Сесилия, одетая по-европейски, выглядела страшилищем. Сбитая с толку, перепуганная, она молча озиралась вокруг и боялась хоть на минуту отпустить от себя детей, особенно младшую, Антуку, к которой испытывала материнскую привязанность.
В большом доме на Елисейских полях европейские слуги потешались над ней, а она не выходила из своей комнаты, где развела страшную грязь, и целыми днями сидела на полу, не произнося ни слова. Оживала она, только когда ей поручали малютку. Краска заливала ее смуглое лицо, и она носила девочку на руках по просторной спальне или по саду, где, предвещая весну, наливались бурые почки.
Раз как-то донья Антония вытащила ее покататься с детьми в экипаже, чтобы она немного «развлеклась». Они собирались подняться на Эйфелеву башню, и тут-то последовал решительный отказ Сесилии. С билетами в руках, под водительством кучера, они направились к лифту, но Сесилия уперлась и не желала сдвинуться с места.
— Что с тобой? Ты не хочешь посмотреть оттуда, сверху?
— Нет, хозяйка. Ни за что, — отвечала Сесилия, опустив голову и прижав подбородок к груди. Кругом стали собираться любопытные. Донья Антония, вся красная от стыда, боясь оставить служанку одну, должна была вернуться домой и там, позаботившись, чтобы никто их не видел, затолкала ее в комнату.
— Дура индейская, и для этого нарядили тебя в хорошее платье? Так и останешься на всю жизнь индианкой. Надевай свои грязные юбки!
Она снова вместе с детьми села в ландо, и кучер-испанец повез их. Деревья, сверкающие витрины, толпа, весна — все радовало глаз. Дети кричали от восторга и поминутно останавливали экипаж, упрашивая мать купить что-нибудь. Они проехали по Рю-де-ла-Пэ, где она купила часы, и немало времени провели в магазине «Бон Марше», обращаясь за советами к кучеру. Домой они вернулись нагруженные пакетами. Вскрывая их, чтобы показать покупки мужу, донья Антония развивала весьма оптимистическую теорию цен:
— Вот ожерелье от «Буда» — двенадцать тысяч франков. А это корсет из «Бон Марше»— двадцать франков. Как дешево, правда? В Боливии за все заплатишь вдвое, больше чем вдвое.
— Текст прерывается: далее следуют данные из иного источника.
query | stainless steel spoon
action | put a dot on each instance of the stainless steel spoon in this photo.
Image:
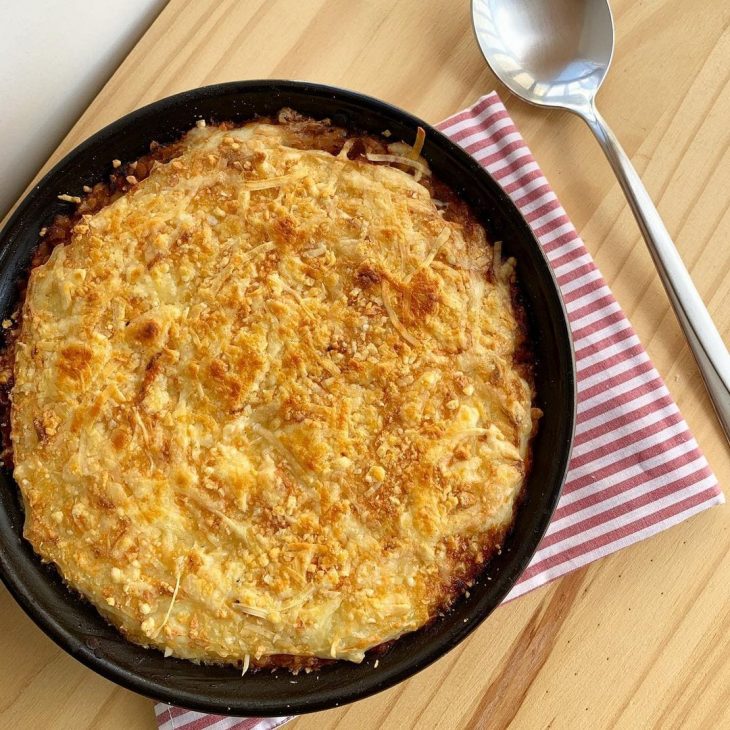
(556, 53)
— И все-таки надо быть осторожной, — заметил Омонте, почесывая затылок. — Все они тут воры.
— Что правда, то правда, — подтвердил кучер, притащивший из экипажа остальные покупки.
— Вы ведь испанец, не так ли?
— Чистокровный испанец, мадам.
— Я тоже… Я — дочь испанца.
И она дала ему на чай, словно кучеру наемной кареты.
Слава о миллионах Омонте привлекла к особняку, снятому на Елисейских полях, бразильского плантатора, в чьих руках, похожих на лапы орангутанга, кофейные зерна превращались в бриллианты; семью доктора Итурбуру, аргентинского скотовода, чьи стада так густо покрывали пампу, что казалось, будто она поросла не травой, а рогами; кубинского сахаропромышленника, который хвалился, что, скачи он верхом хоть двадцать четыре часа, все равно не объедет все свои шелестящие тростниковые плантации; и венесуэльского генерала, который любил рассказывать, как у себя на родине он всегда вместе с саблей носил на поясе мешочек с золотом, чтобы бросать монеты барабанщикам во время веселых местных празднеств (никогда, впрочем, не вспоминая об этих повадках в парижских кабаре).
Вместе с ними появились и кое-какие мнимые боливийские богачи, которые жили в Париже в скромных пансионах, в театры ходили на галерку и обедали в дешевых ресторанах, чем вызывали презрение. некоего настоящего боливийского миллионера, который возомнил себя британцем и обучал своих детей в Оксфорде.
Один из боливийцев, живущих в Париже, дон Панталеон Уркульо, человек с черными бровями и седой шевелюрой, подчеркивающей моложавость его гладкого лица, всегда щеголявший в белых гетрах и кремовом жилете, оказался другом этого миллионера, о чем случайно узнал Омонте, когда пожелал как-то пригласить Уркульо на ужин.